La Chica, c’est Sophie Fustec, une Franco-Vénézuélienne qui a grandi entre Belleville et l’Amérique latine et qui vient de sortir son premier album en février.
Intitulé « Cambio », ce premier essai latino-pop confirme tous les espoirs placés en elle depuis qu’on l’a remarquée au sein du groupe 3SomeSisters. En solo, cette Chica chic diffuse sa double culture dans sa musique et prouve qu’elle n’a rien d’une débutante : sa dextérité mélodique et sa maîtrise technique s’explique par une dizaine d’années au conservatoire et des études d’ingénieur du son à l’ESRA. Son aisance en concert vient de ses multiples expériences à partager la scène avec Rone, -M-, Yael Naim, Pauline Croze, ou encore Juana Molina. Une musique qui montre ses origines mais se tourne vers l’avenir, dans des collages sonores sublimes.
Quelles sont les trois choses qu’il faut savoir sur toi pour comprendre ta musique ?
J’ai une schizophrénie culturelle et elle va se traduire dans ma musique. On ressent pas mal cette oxymore. Une jolie opposition d’éléments qui ne sont pas du tout fait pour être mis ensemble mais qui forme un tout dans lequel je me reconnais. Ça a été une recherche identitaire très importante.
Je suis super fan de Thom Yorke.
Je suis une guerrière. Tu vois bien, je monte sur scène en short de boxe parce que je vais au combat. En revanche, c’est pas comme ça que j’ai réfléchi quand je me suis lancée. Au lieu de monter sur le ring qu’est la scène, ça a été un enchaînement de coups de chance, j’étais sideman pendant 12 ans et très timide. Je ne savais même pas qu’on pouvait en faire un métier. J’ai été à l’encontre de ma nature et de ma timidité pour travailler sur mon propre projet.
T’es dans l’action permanente ?
J’aime bien me fixer des buts parce que ça rend très triste et frustrée d’être dans l’endormissement social. Je préfère les gens qui y vont quitte à se prendre un mur que l’inaction.
Qui sont les trois artistes vénézuéliens qui faut absolument que écouter ?
Oscar D’León pour toute la partie salsa folklorique vénézuélienne qui est une partie importante de la culture.
Tout l’héritage africain avec les tamborès de la côte, il faut écouter le groupe Tambor Urbano. C’est des tambours et des chants, c’est que de la rythmique. Ça chante faux mais on s’en fout parce que c’est que de l’expression primitive.
Simón Díaz, c’est un vieux chanteur tellement mignon. Il représente la culture du peuple des Llanos, des grandes plaines. Il y a du cuatro, des maracas et de la basse, parfois de la harpe andine, c’est du folklore. C’est roots et rythmique. C’est typique.

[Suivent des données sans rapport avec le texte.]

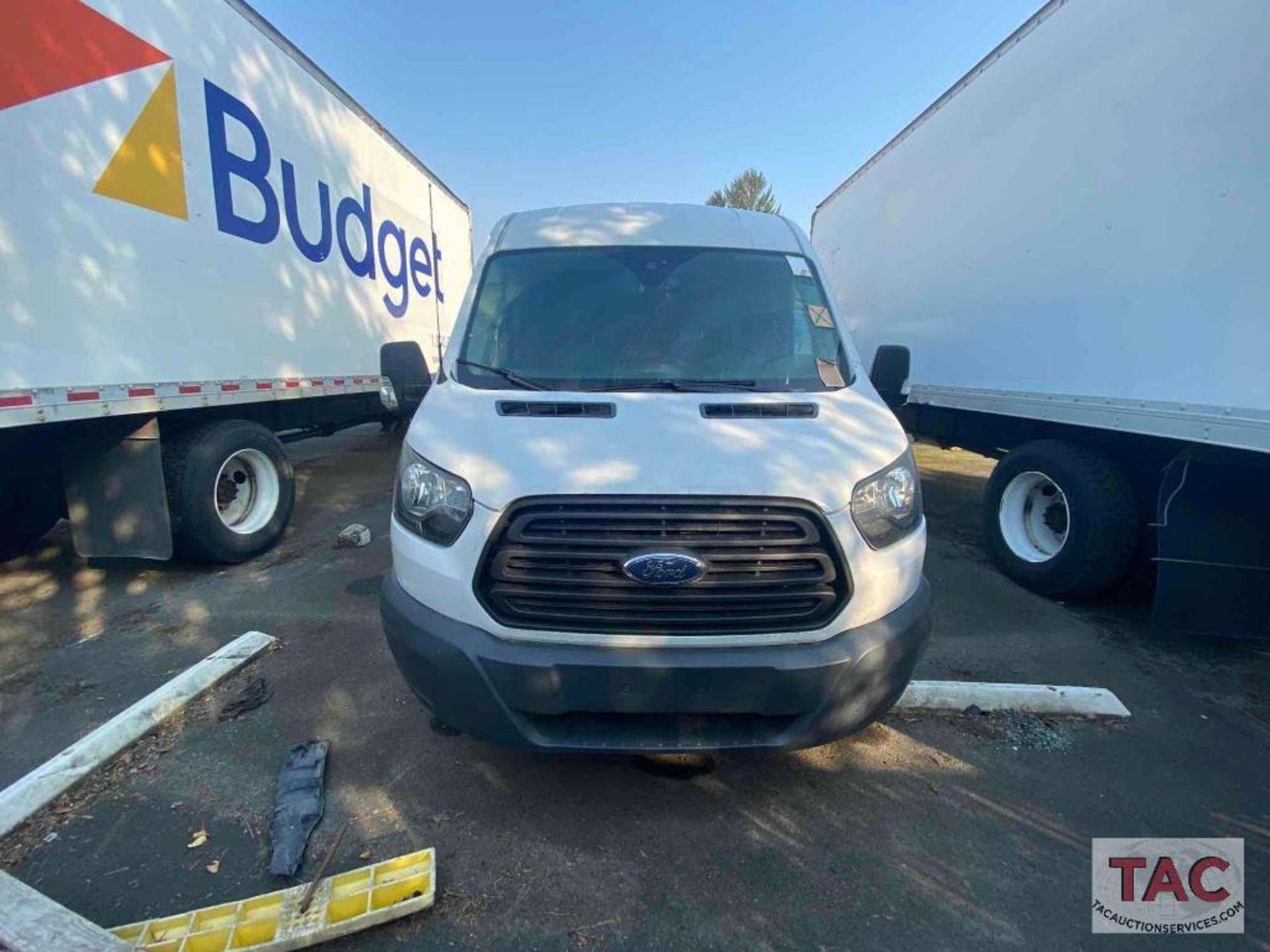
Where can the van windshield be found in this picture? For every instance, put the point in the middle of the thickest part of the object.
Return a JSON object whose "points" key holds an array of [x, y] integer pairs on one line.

Je m’intéresse vachement à ce qu’il se passe en Afrique, tout le monde croit que c’est des tambours mais c’est la folie de modernité. Les rappeurs vénézuéliens s’inspirent de ce qu’il se passe là-bas, mélangent, apprennent. Personnellement, je suis à l’affût et je suis ça de très près.

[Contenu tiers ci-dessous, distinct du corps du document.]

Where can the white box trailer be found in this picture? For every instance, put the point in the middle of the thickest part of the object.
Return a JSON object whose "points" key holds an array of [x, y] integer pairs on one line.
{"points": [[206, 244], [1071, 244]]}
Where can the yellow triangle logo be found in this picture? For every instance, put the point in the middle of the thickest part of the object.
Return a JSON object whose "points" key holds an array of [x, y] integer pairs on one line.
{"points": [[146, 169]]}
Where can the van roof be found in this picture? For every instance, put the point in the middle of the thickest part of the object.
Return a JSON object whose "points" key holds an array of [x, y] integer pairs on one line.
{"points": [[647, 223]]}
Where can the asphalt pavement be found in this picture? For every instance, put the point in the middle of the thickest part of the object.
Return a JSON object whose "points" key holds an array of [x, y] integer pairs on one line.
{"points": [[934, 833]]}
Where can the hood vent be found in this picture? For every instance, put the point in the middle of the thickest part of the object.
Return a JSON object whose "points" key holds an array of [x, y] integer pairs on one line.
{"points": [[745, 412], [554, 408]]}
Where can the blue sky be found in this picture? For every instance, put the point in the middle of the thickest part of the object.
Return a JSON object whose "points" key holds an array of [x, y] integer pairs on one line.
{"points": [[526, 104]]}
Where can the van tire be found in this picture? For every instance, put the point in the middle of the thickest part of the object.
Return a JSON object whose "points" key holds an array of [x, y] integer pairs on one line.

Visuellement, ton travail est très proche de celui de M.I.A. qui, comme toi, est partagée enter deux pays, le Royaume-Uni et le Sri-Lanka…
Et bien elle aussi est très influencée par la musique brésilienne, notamment le baile funke. Elle a inventé sa musique, c’est fascinant. C’est une artiste très importante, elle m’a beaucoup influencée dans le combat. Elle a le même combat depuis le début mais elle a su le transformer au fil des années. Elle passe ses messages de manière très subtile notamment via un univers pop et graphique incroyable. Elle est juste libre et c’est ça qui me touche.